An exciting article on the topic of “Neuronal autophagy – more than just degradation” by our CRC1436 PI Maria Andres-Alonso from sub project A04 „Cognitive enhancement by the anti-aging protein Klotho – From molecular mechanisms to interventions“ and Catrin Schweizer can currently be found in Neuroforum, the magazine of the German Neuroscience Society (Neurowissenschaftliche Gesellschaft e.V.).
Abstract: Autophagy is a major cellular degradative pathway that plays a key role in maintaining proteostasis and ensuring cellular health. Given the long-lived nature of neurons, mechanisms that ensure timely removal of damaged proteins and organelles are essential to preserve neuronal health. In this context, current evidence suggests that autophagy in neurons has adopted distinct features that serve the needs imposed by a very complex cellular morphology and to overcome the challenges imposed by neurotransmission.

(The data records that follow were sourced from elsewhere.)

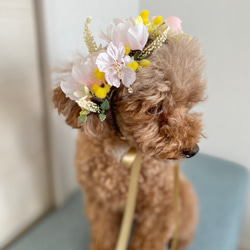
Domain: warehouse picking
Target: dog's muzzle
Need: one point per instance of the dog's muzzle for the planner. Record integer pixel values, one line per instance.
(193, 152)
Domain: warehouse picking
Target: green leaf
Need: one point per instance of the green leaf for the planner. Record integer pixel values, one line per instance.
(105, 105)
(136, 55)
(102, 117)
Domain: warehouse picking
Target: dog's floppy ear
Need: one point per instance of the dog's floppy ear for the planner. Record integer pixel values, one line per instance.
(66, 107)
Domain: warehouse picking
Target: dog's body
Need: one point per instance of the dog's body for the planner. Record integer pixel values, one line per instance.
(155, 119)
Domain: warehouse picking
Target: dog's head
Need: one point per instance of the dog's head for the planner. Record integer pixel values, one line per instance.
(156, 118)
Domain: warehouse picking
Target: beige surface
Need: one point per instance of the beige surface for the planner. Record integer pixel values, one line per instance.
(23, 182)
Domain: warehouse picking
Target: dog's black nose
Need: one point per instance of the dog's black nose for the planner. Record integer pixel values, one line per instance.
(193, 152)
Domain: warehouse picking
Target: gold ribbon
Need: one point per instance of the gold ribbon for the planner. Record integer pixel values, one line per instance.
(176, 206)
(130, 159)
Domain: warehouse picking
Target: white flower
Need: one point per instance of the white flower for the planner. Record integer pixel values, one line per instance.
(113, 64)
(78, 82)
(88, 105)
(128, 32)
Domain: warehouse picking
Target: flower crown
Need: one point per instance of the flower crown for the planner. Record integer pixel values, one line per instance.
(130, 42)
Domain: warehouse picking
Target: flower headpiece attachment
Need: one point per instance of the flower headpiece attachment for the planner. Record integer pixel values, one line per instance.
(130, 42)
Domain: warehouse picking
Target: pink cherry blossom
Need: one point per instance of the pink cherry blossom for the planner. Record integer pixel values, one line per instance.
(174, 24)
(128, 32)
(113, 64)
(82, 74)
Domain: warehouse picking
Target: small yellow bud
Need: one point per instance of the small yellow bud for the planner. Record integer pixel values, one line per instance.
(100, 93)
(127, 49)
(133, 65)
(107, 87)
(95, 87)
(144, 14)
(144, 62)
(151, 28)
(158, 20)
(138, 20)
(99, 75)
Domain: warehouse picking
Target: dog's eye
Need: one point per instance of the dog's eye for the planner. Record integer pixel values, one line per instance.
(155, 110)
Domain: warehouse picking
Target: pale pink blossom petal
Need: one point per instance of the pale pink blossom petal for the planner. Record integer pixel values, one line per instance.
(113, 63)
(104, 62)
(116, 50)
(113, 80)
(128, 32)
(174, 24)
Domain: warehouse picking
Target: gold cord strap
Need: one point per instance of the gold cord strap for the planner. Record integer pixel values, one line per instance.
(133, 159)
(130, 159)
(176, 206)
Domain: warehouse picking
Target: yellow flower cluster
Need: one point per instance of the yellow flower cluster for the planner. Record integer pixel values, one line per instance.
(152, 25)
(101, 91)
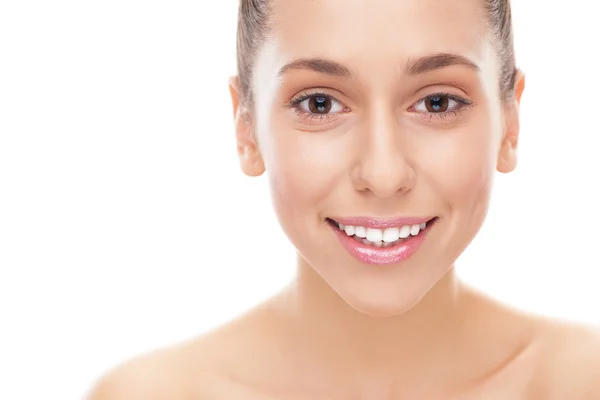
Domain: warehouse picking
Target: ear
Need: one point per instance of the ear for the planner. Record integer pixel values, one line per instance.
(248, 150)
(507, 156)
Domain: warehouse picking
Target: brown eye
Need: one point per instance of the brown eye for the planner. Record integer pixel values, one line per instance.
(319, 105)
(437, 104)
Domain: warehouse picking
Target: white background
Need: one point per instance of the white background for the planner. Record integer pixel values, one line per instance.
(126, 224)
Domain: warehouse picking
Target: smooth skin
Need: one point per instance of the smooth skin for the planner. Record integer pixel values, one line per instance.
(344, 329)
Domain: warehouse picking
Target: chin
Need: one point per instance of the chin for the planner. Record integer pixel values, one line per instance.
(383, 303)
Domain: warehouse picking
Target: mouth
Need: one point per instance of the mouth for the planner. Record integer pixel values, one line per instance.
(382, 242)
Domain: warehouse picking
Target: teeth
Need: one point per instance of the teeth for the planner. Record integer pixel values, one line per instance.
(391, 235)
(374, 235)
(414, 230)
(405, 231)
(360, 231)
(382, 237)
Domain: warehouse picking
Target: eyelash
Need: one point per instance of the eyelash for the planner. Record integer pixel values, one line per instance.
(463, 105)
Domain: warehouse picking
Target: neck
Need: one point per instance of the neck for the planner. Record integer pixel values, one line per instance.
(343, 339)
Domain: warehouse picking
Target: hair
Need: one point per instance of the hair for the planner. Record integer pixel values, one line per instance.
(254, 24)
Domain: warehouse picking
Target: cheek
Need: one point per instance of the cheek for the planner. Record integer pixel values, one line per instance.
(303, 168)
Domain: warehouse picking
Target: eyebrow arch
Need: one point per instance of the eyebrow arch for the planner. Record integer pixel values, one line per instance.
(318, 65)
(413, 66)
(437, 61)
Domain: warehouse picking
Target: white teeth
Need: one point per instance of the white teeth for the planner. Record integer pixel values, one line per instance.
(382, 237)
(349, 230)
(374, 235)
(391, 235)
(360, 231)
(414, 230)
(405, 231)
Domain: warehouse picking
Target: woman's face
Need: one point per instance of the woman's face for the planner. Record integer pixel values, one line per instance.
(380, 115)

Autophagy is a constitutive process in neurons, where autophagosome formation takes place most prominently at distal axons and this process is tightly linked to the turnover of axonal endoplasmic reticulum. In addition, recent studies indicate that different modes of autophagy exist in neurons and that synaptic activity can induce autophagy at presynaptic terminals. This process is tightly linked to the synaptic vesicle cycle and it likely requires the recruitment of autophagy machinery to presynapses for the formation of autophagosomes. Beyond its degradative role, autophagy in neurons also fulfills non-canonical functions: hybrid organelles from the autophagy pathway called amphisomes do not only mediate degradation but they are also endowed with signaling capacities by the incorporation of signaling receptors. Thereby autophagy also contributes to regulate synaptic and neuronal function.